第7話

 今日はヘルパーさんが来てくれる日。

 週で一番楽しみにしている日である。


 少しテンション高めで朝食の準備をしていた。

 するといつも通り「何か」が肩によじ登って来た。

 しかし、元気がない。

 昨日のことがそんなにショックだったのだろうか。

 そこまで食べ物で一喜一憂できる「何か」が少しうらやましくも感じる。


 昔から私はこういう時に相手に対して強く出れない。

 私の中で「何か」に対しての考え方や接し方が変わってきている気がする。


 でもどうせ今日までの付き合いだ。

 だったら最後ぐらいは良いものを食べさせてやろう。

 これは一種のツンデレというやつなのだろうか?


 深いため息が出る。私は何を考えているのだろうか。

 ここ最近「何か」には私の生活をかき乱されている。


 テーブルに冷凍マンゴーが入った容器を持っていくと「何か」が足踏みしてような音が聞こえる。

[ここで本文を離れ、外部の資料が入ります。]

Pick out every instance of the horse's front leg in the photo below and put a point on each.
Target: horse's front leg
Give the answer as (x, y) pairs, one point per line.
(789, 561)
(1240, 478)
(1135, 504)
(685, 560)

 容器をテーブルに置き、私はキッチンへヨーグルトとスプーンを取りに戻る。


 すぐに「何か」は食べ始めるだろう。そんなことを考えながらキッチンでヨーグルトとスプーンを準備する。

 テーブルから音は聞こえない。

「何か」は私がヨーグルトとスプーンを持って帰ってくるまでの間、食べるのを待っているようだ。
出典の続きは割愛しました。